The S&P Global Eurozone Manufacturing PMI rose for the third successive month in January, to 48.8 from 47.8 in December. It was the highest reading since August, although it remains below the neutral 50.0 mark.
A reading below 50.0 indicates contraction, while a reading above suggests growth.
The manufacturing output index also rose, to 48.9 from 47.8, a seven-month high.
Among individual countries, manufacturing PMI in France was 50.5, while in Italy it was 50.4 and 48.4 in Spain. In Germany, the European Union’s largest economy, the PMI was 47.3, marginally higher than the flash estimate of 47.0.
Chris Williamson, chief business economist at S&P Global Market Intelligence, said: "Although Eurozone manufacturers continued to report falling output and deteriorating order books, sustaining the sector’s downturn for the eight successive month, the picture is considerably brighter than the lows seen in October.
"Worries over gas supply constraints and soaring gas costs have given way to a much more stable-looking energy market in Europe, albeit thanks in part to state subsidies and mild weather.
"At the same time, broader supply chain constraints have eased considerably, helping many companies reduce their backlogs of work and ramp up production."
However, Williamson also cautioned that demand remained "lacklustre", with the wider economy yet to feel the full impact of higher interest rates.
Melanie Debono, senior Europe economist at Pantheon Macroeconomics, said: "Supplier delivery times lengthened a touch, but they were stable overall.
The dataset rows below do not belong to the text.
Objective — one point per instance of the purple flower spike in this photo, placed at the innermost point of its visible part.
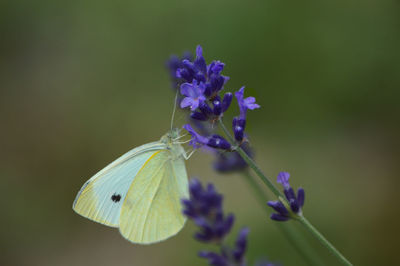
(197, 140)
(199, 116)
(245, 103)
(219, 142)
(300, 196)
(279, 217)
(238, 126)
(231, 161)
(194, 93)
(279, 207)
(205, 208)
(200, 62)
(215, 67)
(214, 259)
(241, 246)
(295, 203)
(283, 178)
(217, 107)
(226, 102)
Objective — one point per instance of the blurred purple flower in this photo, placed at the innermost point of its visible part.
(295, 203)
(205, 208)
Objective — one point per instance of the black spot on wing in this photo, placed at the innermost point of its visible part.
(116, 197)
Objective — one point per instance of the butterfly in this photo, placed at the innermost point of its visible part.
(140, 193)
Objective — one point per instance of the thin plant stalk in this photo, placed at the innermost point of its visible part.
(292, 236)
(278, 194)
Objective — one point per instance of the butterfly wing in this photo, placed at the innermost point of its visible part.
(151, 211)
(101, 197)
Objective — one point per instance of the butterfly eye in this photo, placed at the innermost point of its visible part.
(116, 198)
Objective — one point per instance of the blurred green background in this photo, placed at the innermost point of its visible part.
(82, 82)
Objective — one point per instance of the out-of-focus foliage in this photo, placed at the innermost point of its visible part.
(82, 82)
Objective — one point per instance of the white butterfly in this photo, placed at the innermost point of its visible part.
(140, 192)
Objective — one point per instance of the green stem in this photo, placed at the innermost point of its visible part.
(251, 163)
(323, 240)
(292, 236)
(277, 193)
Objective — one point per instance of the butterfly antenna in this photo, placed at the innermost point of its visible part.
(173, 112)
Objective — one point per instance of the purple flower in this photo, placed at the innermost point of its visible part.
(194, 93)
(239, 123)
(197, 140)
(213, 141)
(295, 202)
(245, 103)
(173, 64)
(227, 162)
(231, 256)
(283, 178)
(205, 208)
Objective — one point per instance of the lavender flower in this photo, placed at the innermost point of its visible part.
(229, 257)
(205, 208)
(201, 88)
(213, 141)
(239, 123)
(175, 63)
(226, 162)
(295, 203)
(194, 93)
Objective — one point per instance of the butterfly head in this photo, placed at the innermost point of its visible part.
(172, 135)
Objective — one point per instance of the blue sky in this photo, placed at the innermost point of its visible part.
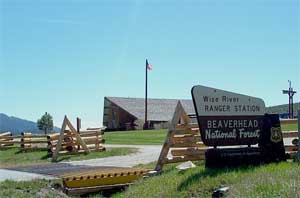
(64, 56)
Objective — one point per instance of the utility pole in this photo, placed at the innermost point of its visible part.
(290, 93)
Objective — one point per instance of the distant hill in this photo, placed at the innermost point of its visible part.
(283, 108)
(18, 125)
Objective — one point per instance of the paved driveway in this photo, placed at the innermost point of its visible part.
(145, 154)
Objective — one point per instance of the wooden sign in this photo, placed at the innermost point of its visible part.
(227, 118)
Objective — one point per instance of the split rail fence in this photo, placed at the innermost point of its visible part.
(70, 141)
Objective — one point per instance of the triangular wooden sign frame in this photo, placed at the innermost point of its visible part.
(67, 123)
(179, 115)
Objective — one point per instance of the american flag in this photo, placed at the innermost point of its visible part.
(149, 66)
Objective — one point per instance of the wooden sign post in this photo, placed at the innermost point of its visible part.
(183, 141)
(297, 158)
(67, 139)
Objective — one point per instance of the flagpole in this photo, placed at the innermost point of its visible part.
(146, 96)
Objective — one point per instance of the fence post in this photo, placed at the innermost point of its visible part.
(297, 158)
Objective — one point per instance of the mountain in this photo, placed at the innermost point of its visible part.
(18, 125)
(283, 108)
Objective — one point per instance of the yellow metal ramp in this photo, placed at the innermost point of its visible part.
(91, 181)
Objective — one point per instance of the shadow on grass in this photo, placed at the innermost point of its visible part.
(209, 172)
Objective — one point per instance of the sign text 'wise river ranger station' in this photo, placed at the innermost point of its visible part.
(227, 118)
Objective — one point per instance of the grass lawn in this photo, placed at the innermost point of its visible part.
(273, 180)
(136, 137)
(14, 157)
(37, 188)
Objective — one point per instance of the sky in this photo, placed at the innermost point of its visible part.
(64, 56)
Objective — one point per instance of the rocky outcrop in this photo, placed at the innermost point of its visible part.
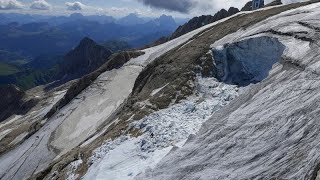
(274, 3)
(271, 131)
(173, 76)
(247, 6)
(85, 58)
(115, 61)
(200, 21)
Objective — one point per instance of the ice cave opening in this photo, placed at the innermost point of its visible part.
(247, 61)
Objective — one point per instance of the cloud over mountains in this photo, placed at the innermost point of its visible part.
(10, 4)
(40, 5)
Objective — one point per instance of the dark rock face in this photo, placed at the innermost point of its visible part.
(12, 102)
(114, 62)
(85, 58)
(247, 6)
(198, 22)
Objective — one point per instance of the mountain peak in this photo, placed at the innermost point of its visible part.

Along with still-subdued demand, this helped ease inflationary pressures; the input price component sank to a 26-month low.
"This is partly why the business confidence rose to its highest since before Russia’s invasion of Ukraine, but firms raised their own prices sharply again, in line with our view that the fall in Eurozone inflation will be gradual.
"All told, we think the manufacturing downturn has further to run and that industry will again be a drag on GDP growth in the first quarter."
The survey data were collected between 12 and 24 January from a representative panel of around 3,000 manufacturing firms.